In the great scheme of things theoretical, one might suppose that Classical music composition could be perceived as applied mathematics. Can ordered melody and harmonics and other elements in chord progressions somehow approach something like emotional equations, however subtle or sublime as in the case of Mozart or Bach or other composers of genius? If so, it ought to be less the scoring –  in other words regardless of type of instrument – than the pure synthesis of how, when and where melody and harmony converge in what mode or key in a diatonic or other possible tonal system, for example, like a pentatonic scale. Whether or not this musical experience is universal or mostly culturally conditioned over time  – would a listener in Africa a thousand years ago feel the same emotions in the musical progression as a European in the Baroque Era or a contemporary person of non-European ethnicity and culture today is of course moot, and therefore not so likely to be mathematically demonstrable.

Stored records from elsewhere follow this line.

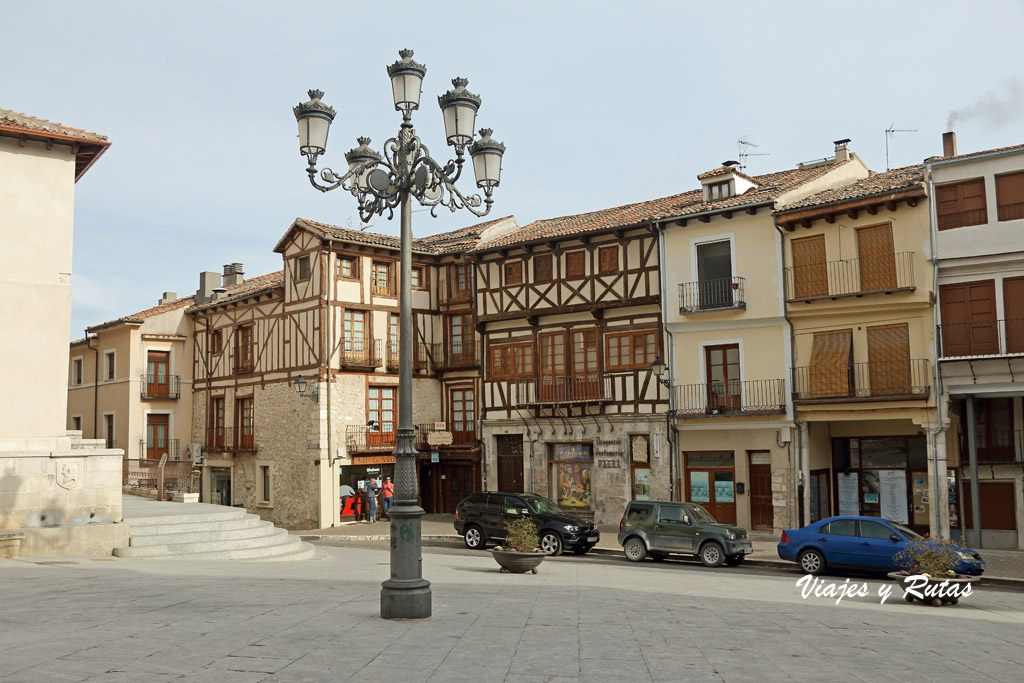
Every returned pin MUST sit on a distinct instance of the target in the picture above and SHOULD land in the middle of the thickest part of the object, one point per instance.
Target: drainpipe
(95, 380)
(801, 465)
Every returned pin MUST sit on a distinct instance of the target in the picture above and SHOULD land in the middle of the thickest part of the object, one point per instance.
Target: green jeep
(659, 527)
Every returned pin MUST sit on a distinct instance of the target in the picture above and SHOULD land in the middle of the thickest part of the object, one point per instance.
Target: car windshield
(542, 505)
(701, 515)
(905, 530)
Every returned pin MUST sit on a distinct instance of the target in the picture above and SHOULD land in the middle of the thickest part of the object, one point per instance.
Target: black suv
(481, 517)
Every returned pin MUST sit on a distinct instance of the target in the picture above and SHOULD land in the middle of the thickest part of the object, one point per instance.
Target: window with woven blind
(877, 258)
(961, 204)
(889, 359)
(810, 274)
(830, 364)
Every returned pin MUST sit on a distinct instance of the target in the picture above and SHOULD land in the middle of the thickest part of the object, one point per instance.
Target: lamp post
(380, 183)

With regard to Mozart, however, much has been suggested to connect his music with mathematics and even a possible predisposition to spatial-temporal reasoning and temporary mental enhancement when listening to his compositions – “ the so called “Mozart Effect” – although this idea bridles many Mozart connoisseurs who find such theories simplistic at best.  Perhaps it is easier (and for some, even more profane) to maintain that Mozart ever consciously perceived mathematical relationships in his music. The literature and experimental history about the controversial “Mozart Effect” not always fully sensible, but more than a few mathematicians are fascinated by Mozart’s musical structures, also admitting one can never distill music down to bare numbers, however beautiful these may appear in both auditory and architectonic domains. To be expected, there have been many skeptics of the “Mozart Effect” who have pointed out problems inherent in experiments or analyses thereof and not all later investigators were able to reproduce the same effects of Rauscher et al (2). If the “Mozart Effect” is at all even remotely tenable (for example in his Sonata for Two Pianos K448 along with contrapuntal music of J. S. Bach like the Art of the Fugue) one of its possible positive enhancements of spatial-temporal reasoning appears to be connected with complex music of symmetry and long-term periodicity without overly repetitive elements. (3) More recent experiments have validated the “Mozart Effect” in performance enhancement of mathematics itself by the playing of Mozart in the background of university trigonometry exams, among others.(4) But is the “Mozart Effect” itself sufficient to make a connection between Mozart’s composition and mathematics? By itself, no, but there are other evidences that make a stronger case for Mozart’s own mathematical predisposition.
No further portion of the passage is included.